In a Department that stretches from the cosmopolitan city of Toulouse to the upper reaches of the Pyrénées, it’s a varied stretch. But seducing those tourists is critical, particularly for those small, independent businesses that produce local delicacies or run lodging of some sort.
To that end, this year’s promotional focus will be: The Secret Haute-Garonne. Yes, people know about the big mountains, the Canal du Midi, and la Ville Rose. But there’s so much more that even many locals, who account for over half the tourists, don’t know about it.
Here are 5 “secret” places to visit in Haute-Garonne mentioned this week:
Félix Trombe Cave Network
This is France’s longest cave network and goes to depths of more than 1,000 meters. It can be spectacular, but it’s also not for beginners or casual hikers. There are 53 points of entry, many of them just narrow crevices, and its advised to connect with one of many guides in the regions.
Nostradamus and Martres-Tolosane
The town is known for its pottery community and for being a famous archaeological site of the Gallo-Roman era. But it holds another claim to fame. That great future forecaster Nostradamus has a prediction that some have interpreted to mean there is a great treasure buried beneath this town.
This small village boasts an unusual history and architecture. In the middle of the nineteenth century, the Marquis de la Panouse inherited this land. Taking inspiration from some of the utopian ideals that were being incorporated into some workers’ cities at the time, the Marquis had more than 20 buildings constructed for employees. The houses mix such styles as Flemish, Moorish, Scandinavian, and Baroque. Definitely a strange collection that stands out in the Southwest of France.

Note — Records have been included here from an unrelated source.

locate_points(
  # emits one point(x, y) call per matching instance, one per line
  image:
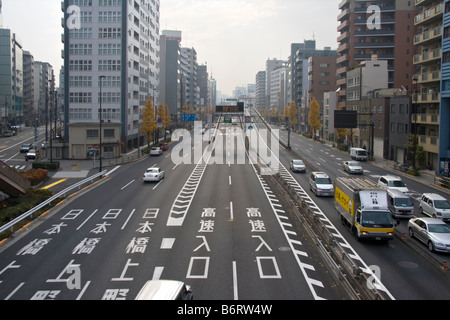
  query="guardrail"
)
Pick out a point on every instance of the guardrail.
point(63, 193)
point(342, 264)
point(444, 182)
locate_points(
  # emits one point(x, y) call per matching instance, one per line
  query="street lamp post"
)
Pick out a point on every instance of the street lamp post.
point(100, 124)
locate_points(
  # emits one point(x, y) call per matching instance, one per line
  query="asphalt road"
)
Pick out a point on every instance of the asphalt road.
point(234, 240)
point(220, 228)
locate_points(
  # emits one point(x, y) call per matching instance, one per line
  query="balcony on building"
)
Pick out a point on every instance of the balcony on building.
point(433, 55)
point(430, 14)
point(428, 36)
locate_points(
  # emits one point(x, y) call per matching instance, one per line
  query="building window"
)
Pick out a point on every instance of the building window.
point(91, 133)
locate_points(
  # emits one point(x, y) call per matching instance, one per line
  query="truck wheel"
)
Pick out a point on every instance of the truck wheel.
point(355, 233)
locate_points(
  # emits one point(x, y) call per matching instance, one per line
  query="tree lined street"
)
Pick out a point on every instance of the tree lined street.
point(220, 228)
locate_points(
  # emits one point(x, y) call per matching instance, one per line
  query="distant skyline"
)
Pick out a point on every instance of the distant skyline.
point(233, 37)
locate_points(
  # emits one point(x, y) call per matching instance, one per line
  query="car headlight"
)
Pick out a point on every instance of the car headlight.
point(439, 244)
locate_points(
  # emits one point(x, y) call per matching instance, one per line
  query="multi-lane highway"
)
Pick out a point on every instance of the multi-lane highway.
point(213, 223)
point(217, 227)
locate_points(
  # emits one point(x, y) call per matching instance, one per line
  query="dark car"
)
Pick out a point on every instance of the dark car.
point(164, 146)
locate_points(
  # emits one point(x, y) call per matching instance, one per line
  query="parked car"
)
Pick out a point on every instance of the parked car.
point(26, 147)
point(156, 151)
point(297, 165)
point(164, 146)
point(32, 154)
point(435, 206)
point(433, 232)
point(153, 174)
point(321, 184)
point(392, 182)
point(165, 290)
point(353, 167)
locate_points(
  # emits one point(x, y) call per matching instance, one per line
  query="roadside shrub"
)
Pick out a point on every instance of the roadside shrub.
point(36, 176)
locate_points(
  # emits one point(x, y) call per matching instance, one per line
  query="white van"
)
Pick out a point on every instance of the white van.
point(435, 206)
point(358, 154)
point(400, 204)
point(165, 290)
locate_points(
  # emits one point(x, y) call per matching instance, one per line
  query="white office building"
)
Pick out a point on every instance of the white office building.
point(111, 63)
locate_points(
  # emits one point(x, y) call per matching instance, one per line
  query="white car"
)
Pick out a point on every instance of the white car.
point(392, 182)
point(153, 174)
point(156, 151)
point(435, 206)
point(353, 167)
point(321, 184)
point(297, 165)
point(32, 154)
point(433, 232)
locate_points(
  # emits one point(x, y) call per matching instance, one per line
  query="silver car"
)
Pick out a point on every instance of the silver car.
point(153, 174)
point(433, 232)
point(298, 165)
point(353, 167)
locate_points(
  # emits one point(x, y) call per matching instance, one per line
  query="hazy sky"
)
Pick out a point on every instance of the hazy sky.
point(234, 37)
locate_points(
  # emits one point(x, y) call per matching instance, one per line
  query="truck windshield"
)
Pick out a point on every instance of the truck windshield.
point(377, 219)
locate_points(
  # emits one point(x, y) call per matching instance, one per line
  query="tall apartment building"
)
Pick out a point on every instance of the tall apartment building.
point(112, 66)
point(278, 81)
point(270, 66)
point(203, 84)
point(444, 112)
point(426, 104)
point(44, 88)
point(260, 93)
point(28, 89)
point(384, 28)
point(189, 67)
point(11, 79)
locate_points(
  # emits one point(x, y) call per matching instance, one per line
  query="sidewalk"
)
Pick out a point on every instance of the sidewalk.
point(84, 168)
point(426, 176)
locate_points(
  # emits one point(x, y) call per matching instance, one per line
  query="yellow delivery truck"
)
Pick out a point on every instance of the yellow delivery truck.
point(363, 207)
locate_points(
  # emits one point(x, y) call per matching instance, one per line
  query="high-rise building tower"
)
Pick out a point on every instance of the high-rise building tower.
point(112, 66)
point(426, 111)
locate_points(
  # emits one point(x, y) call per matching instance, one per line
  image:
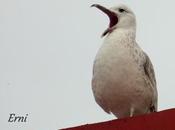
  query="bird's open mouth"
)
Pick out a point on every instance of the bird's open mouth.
point(112, 17)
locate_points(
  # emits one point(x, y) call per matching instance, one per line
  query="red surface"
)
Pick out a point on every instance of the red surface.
point(164, 120)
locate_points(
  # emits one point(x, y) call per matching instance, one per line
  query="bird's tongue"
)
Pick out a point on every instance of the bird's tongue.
point(112, 16)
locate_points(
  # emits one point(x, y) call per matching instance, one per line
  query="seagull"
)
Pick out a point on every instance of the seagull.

Des petites filles modèles à Verfeil
The titular characters were inspired by real-life Madeleine and Camille de Malaret from Verfeil, and who are now buried there. There is a very small museum dedicated to the book and the girls. The first book in the series was made into a film in 2016, “Les malheurs de Sophie,” which brought some renewed attention to the little town and its “Petites Filles.”
La Cathédrale de Saint-Bertrand-de-Comminges
The cathedral has Romanesque-Gothic architecture, Renaissance windows, carved wooden choir-stalls, and a 16th Century organ. It was a stopping point centuries ago for a pilgrimage. And getting to the church will take you through the medieval town which is spectacular in its own right.